For the sake of analysis, the problem can be formalized as follows:

Given a pair of devices or nodes in a network, A and B, each with a set of length-b bit strings (denoted as Sa and Sb), and no a- priori knowledge of the other host set, each host has to determine the mutual differences between the two sets with a minimal amount of communication. Minimality is measured in terms of

number of bits transmitted across the link,
number of times each host communicates with the other, and
computational complexity of the entire reconciliation.
 

This is known as the Set Reconciliation problem.

 

The data represented in each host or device is considered as sets whose elements are chosen from a finite universal set U.

 

Every set S whose elements are taken from U may be associated uniquely with a characteristic vector v(S) of length |U|. The components of the characteristic vector are either a 0 or a 1.

 

The i-th component of the characteristic vector of set S is 1 if and only if the i-th element of the universal set U occurs in the set.

 

For example, the characteristic vector of the set :

S={3,5,9}   taken over the universal set U=Z24 would be:

 

V(S) = 0    0    0    1    0    1    0    0    0    1    0    0    0    0    0    0

 

Reconciling two sets involves determining the mutual difference between two such characteristic vectors.

 
Synchronization Issues :


Each type of networked device that must synchronize with another, usually is capable of only a select few methods of synchronization depending on the application running on each device.
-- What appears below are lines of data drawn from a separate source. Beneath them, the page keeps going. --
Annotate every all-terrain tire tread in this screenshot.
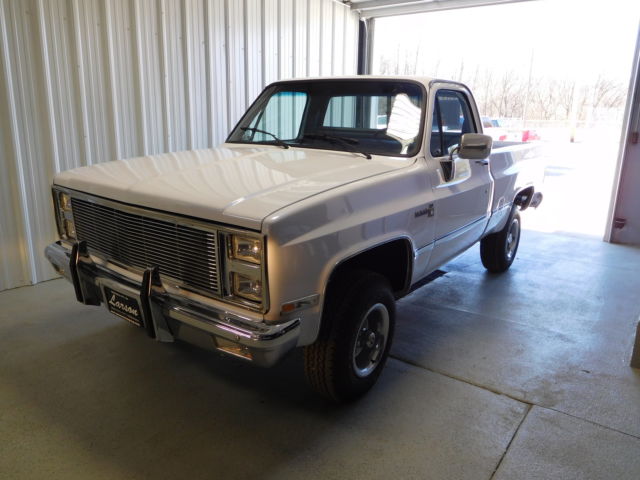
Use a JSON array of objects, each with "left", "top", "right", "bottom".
[
  {"left": 304, "top": 270, "right": 394, "bottom": 402},
  {"left": 480, "top": 209, "right": 520, "bottom": 273}
]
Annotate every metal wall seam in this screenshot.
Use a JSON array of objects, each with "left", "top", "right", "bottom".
[{"left": 0, "top": 0, "right": 361, "bottom": 291}]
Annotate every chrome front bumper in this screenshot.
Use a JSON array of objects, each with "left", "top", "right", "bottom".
[{"left": 44, "top": 241, "right": 300, "bottom": 367}]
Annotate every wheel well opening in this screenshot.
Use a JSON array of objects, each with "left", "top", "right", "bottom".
[{"left": 330, "top": 239, "right": 412, "bottom": 297}]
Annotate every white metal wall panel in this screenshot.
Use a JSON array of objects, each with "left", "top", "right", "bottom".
[
  {"left": 343, "top": 5, "right": 358, "bottom": 74},
  {"left": 278, "top": 0, "right": 293, "bottom": 79},
  {"left": 205, "top": 0, "right": 229, "bottom": 145},
  {"left": 74, "top": 0, "right": 117, "bottom": 165},
  {"left": 226, "top": 0, "right": 247, "bottom": 127},
  {"left": 307, "top": 0, "right": 321, "bottom": 76},
  {"left": 0, "top": 0, "right": 58, "bottom": 290},
  {"left": 184, "top": 0, "right": 208, "bottom": 149},
  {"left": 263, "top": 0, "right": 279, "bottom": 85},
  {"left": 162, "top": 0, "right": 188, "bottom": 151},
  {"left": 134, "top": 0, "right": 165, "bottom": 154},
  {"left": 332, "top": 1, "right": 345, "bottom": 75},
  {"left": 0, "top": 0, "right": 360, "bottom": 291},
  {"left": 245, "top": 0, "right": 264, "bottom": 103},
  {"left": 0, "top": 3, "right": 30, "bottom": 290},
  {"left": 320, "top": 0, "right": 333, "bottom": 75},
  {"left": 39, "top": 0, "right": 82, "bottom": 171},
  {"left": 294, "top": 0, "right": 308, "bottom": 78},
  {"left": 105, "top": 0, "right": 142, "bottom": 159}
]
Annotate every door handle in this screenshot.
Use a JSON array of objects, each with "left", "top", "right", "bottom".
[{"left": 475, "top": 159, "right": 489, "bottom": 166}]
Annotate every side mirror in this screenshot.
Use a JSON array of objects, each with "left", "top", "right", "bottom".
[{"left": 458, "top": 133, "right": 492, "bottom": 160}]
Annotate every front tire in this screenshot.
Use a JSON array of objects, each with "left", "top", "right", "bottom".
[
  {"left": 480, "top": 209, "right": 521, "bottom": 273},
  {"left": 304, "top": 271, "right": 395, "bottom": 402}
]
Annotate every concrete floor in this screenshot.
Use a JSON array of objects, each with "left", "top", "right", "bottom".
[{"left": 1, "top": 229, "right": 639, "bottom": 479}]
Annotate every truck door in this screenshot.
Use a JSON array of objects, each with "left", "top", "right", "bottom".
[{"left": 426, "top": 87, "right": 492, "bottom": 271}]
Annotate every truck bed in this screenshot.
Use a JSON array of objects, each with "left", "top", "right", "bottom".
[{"left": 488, "top": 141, "right": 544, "bottom": 213}]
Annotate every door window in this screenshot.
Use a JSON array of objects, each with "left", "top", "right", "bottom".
[{"left": 430, "top": 90, "right": 476, "bottom": 158}]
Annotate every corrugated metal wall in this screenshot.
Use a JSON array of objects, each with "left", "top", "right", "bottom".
[{"left": 0, "top": 0, "right": 360, "bottom": 291}]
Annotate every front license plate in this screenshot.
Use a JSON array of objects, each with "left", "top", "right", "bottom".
[{"left": 104, "top": 287, "right": 143, "bottom": 327}]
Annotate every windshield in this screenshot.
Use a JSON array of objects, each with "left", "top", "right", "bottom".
[{"left": 227, "top": 80, "right": 426, "bottom": 157}]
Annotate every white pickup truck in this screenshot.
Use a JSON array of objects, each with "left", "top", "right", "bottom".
[{"left": 46, "top": 76, "right": 543, "bottom": 401}]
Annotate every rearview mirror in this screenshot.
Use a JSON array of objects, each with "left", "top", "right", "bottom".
[{"left": 458, "top": 133, "right": 492, "bottom": 160}]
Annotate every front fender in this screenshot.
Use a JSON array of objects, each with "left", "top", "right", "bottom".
[{"left": 261, "top": 165, "right": 432, "bottom": 344}]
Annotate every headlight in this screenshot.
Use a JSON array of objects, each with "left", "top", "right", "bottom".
[
  {"left": 64, "top": 219, "right": 77, "bottom": 238},
  {"left": 231, "top": 235, "right": 262, "bottom": 264},
  {"left": 232, "top": 273, "right": 263, "bottom": 302},
  {"left": 59, "top": 192, "right": 72, "bottom": 211},
  {"left": 224, "top": 231, "right": 267, "bottom": 309}
]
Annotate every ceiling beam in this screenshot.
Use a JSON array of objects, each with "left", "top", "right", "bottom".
[
  {"left": 354, "top": 0, "right": 438, "bottom": 10},
  {"left": 352, "top": 0, "right": 538, "bottom": 19}
]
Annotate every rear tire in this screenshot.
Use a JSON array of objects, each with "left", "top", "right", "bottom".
[
  {"left": 304, "top": 271, "right": 395, "bottom": 402},
  {"left": 480, "top": 209, "right": 521, "bottom": 273}
]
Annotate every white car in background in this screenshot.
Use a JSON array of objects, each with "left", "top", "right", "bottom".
[
  {"left": 482, "top": 116, "right": 509, "bottom": 141},
  {"left": 482, "top": 117, "right": 540, "bottom": 142}
]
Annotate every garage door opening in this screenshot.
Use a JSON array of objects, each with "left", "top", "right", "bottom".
[{"left": 370, "top": 0, "right": 640, "bottom": 238}]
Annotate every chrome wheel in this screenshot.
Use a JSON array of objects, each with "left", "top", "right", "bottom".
[
  {"left": 352, "top": 303, "right": 390, "bottom": 378},
  {"left": 505, "top": 217, "right": 520, "bottom": 261}
]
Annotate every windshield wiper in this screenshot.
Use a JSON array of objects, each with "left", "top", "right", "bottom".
[
  {"left": 302, "top": 133, "right": 372, "bottom": 160},
  {"left": 240, "top": 127, "right": 289, "bottom": 149}
]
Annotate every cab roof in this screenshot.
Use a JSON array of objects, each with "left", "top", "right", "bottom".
[{"left": 269, "top": 75, "right": 470, "bottom": 92}]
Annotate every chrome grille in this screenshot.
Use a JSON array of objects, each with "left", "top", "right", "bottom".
[{"left": 71, "top": 198, "right": 220, "bottom": 295}]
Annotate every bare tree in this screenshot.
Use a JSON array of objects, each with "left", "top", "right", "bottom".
[
  {"left": 557, "top": 79, "right": 576, "bottom": 120},
  {"left": 491, "top": 71, "right": 524, "bottom": 117},
  {"left": 372, "top": 47, "right": 629, "bottom": 124},
  {"left": 533, "top": 78, "right": 560, "bottom": 120},
  {"left": 592, "top": 75, "right": 624, "bottom": 110},
  {"left": 575, "top": 85, "right": 591, "bottom": 121}
]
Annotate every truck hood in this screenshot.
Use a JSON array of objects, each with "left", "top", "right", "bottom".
[{"left": 54, "top": 145, "right": 413, "bottom": 230}]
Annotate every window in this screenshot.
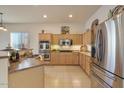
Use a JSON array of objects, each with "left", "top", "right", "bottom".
[{"left": 10, "top": 32, "right": 29, "bottom": 49}]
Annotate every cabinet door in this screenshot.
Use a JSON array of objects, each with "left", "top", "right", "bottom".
[
  {"left": 71, "top": 34, "right": 82, "bottom": 45},
  {"left": 80, "top": 53, "right": 85, "bottom": 70},
  {"left": 59, "top": 53, "right": 66, "bottom": 64},
  {"left": 76, "top": 35, "right": 82, "bottom": 44},
  {"left": 72, "top": 52, "right": 79, "bottom": 65},
  {"left": 52, "top": 34, "right": 60, "bottom": 44},
  {"left": 82, "top": 30, "right": 91, "bottom": 45},
  {"left": 39, "top": 33, "right": 51, "bottom": 41},
  {"left": 82, "top": 54, "right": 86, "bottom": 70},
  {"left": 87, "top": 31, "right": 91, "bottom": 44},
  {"left": 81, "top": 34, "right": 83, "bottom": 44},
  {"left": 9, "top": 66, "right": 44, "bottom": 88},
  {"left": 64, "top": 53, "right": 73, "bottom": 65},
  {"left": 85, "top": 56, "right": 91, "bottom": 76},
  {"left": 61, "top": 34, "right": 71, "bottom": 39},
  {"left": 79, "top": 53, "right": 83, "bottom": 68},
  {"left": 83, "top": 33, "right": 86, "bottom": 45},
  {"left": 50, "top": 52, "right": 59, "bottom": 64}
]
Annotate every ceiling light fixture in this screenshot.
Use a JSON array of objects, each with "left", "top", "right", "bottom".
[
  {"left": 0, "top": 12, "right": 7, "bottom": 31},
  {"left": 68, "top": 14, "right": 73, "bottom": 18},
  {"left": 43, "top": 14, "right": 47, "bottom": 18}
]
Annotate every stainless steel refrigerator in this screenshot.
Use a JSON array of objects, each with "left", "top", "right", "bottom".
[{"left": 91, "top": 12, "right": 124, "bottom": 88}]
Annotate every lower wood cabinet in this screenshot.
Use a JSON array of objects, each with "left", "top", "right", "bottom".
[
  {"left": 79, "top": 53, "right": 91, "bottom": 76},
  {"left": 85, "top": 56, "right": 91, "bottom": 76},
  {"left": 72, "top": 52, "right": 79, "bottom": 64},
  {"left": 9, "top": 66, "right": 44, "bottom": 88},
  {"left": 50, "top": 52, "right": 79, "bottom": 65},
  {"left": 79, "top": 53, "right": 85, "bottom": 70},
  {"left": 50, "top": 52, "right": 59, "bottom": 64}
]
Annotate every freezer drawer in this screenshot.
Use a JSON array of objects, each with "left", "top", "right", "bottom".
[
  {"left": 91, "top": 63, "right": 123, "bottom": 88},
  {"left": 91, "top": 70, "right": 111, "bottom": 88}
]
In some cases the bandwidth available to certain devices limits the speed and methods of synchronization. For devices like PDA’s the computational power of the processor is minimal and cannot be expected to perform complex procedures to limit the amount of communication bits or the number of rounds of communication. An optimal synchronization protocol should be capable of synchronizing any two heterogeneous or homogeneous devices with minimum amount of communication bits, minimum computation complexity and minimum number of rounds of communication between the devices.